Als eine Kernaufgabe der pädagogischen Generationsbeziehung in Schule und Familie wird die „Individuation“ der Jugendlichen verstanden. Genau diese Kernaufgabe aber wird in beiden Kontexten häufig nicht erfolgreich angegangen, da die Autonomiebestrebungen der Jugendlichen die Erwachsenen in Schule und Familie herausfordern und nicht selten nerven oder überfordern. An den Fallbeispielen wird verdeutlicht, dass sowohl Schule als auch Elternhaus die Individuation unterstützen können und beide Seiten mögliche Schwächen der anderen Seite komplementär auffangen sollten.
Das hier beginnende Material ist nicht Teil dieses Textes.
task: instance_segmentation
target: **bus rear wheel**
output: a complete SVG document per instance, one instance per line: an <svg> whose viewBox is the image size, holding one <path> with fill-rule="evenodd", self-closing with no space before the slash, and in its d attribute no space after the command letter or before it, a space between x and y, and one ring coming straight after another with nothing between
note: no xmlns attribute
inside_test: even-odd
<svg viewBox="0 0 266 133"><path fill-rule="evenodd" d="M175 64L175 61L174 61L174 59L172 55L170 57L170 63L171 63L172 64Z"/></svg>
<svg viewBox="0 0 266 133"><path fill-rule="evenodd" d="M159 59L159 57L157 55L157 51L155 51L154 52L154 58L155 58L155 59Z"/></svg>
Mit anderen Worten: Sowohl Schule als auch Familie bieten Jugendlichen nur teilweise geeignete Möglichkeiten zur Autonomieentwicklung. Problematisch wird es dann, wenn beide Lebensorte bei dieser entscheidenden Aufgabe versagen.
Da aber solche zentralen Fragen der Erziehung und Bildung, wie die Verselbständigung, nicht zwischen Schule und Elternhaus erörtert und verhandelt werden, sind viele Jugendliche den beiderseitigen Blockaden oder Nachlässigkeiten ausgesetzt. Die AutorInnen kommen an dieser Stelle nicht weiter, als dass sie unterschiedliche Typen der Passung bzw. Nicht-Passung von Schule und Elternhaus skizzieren.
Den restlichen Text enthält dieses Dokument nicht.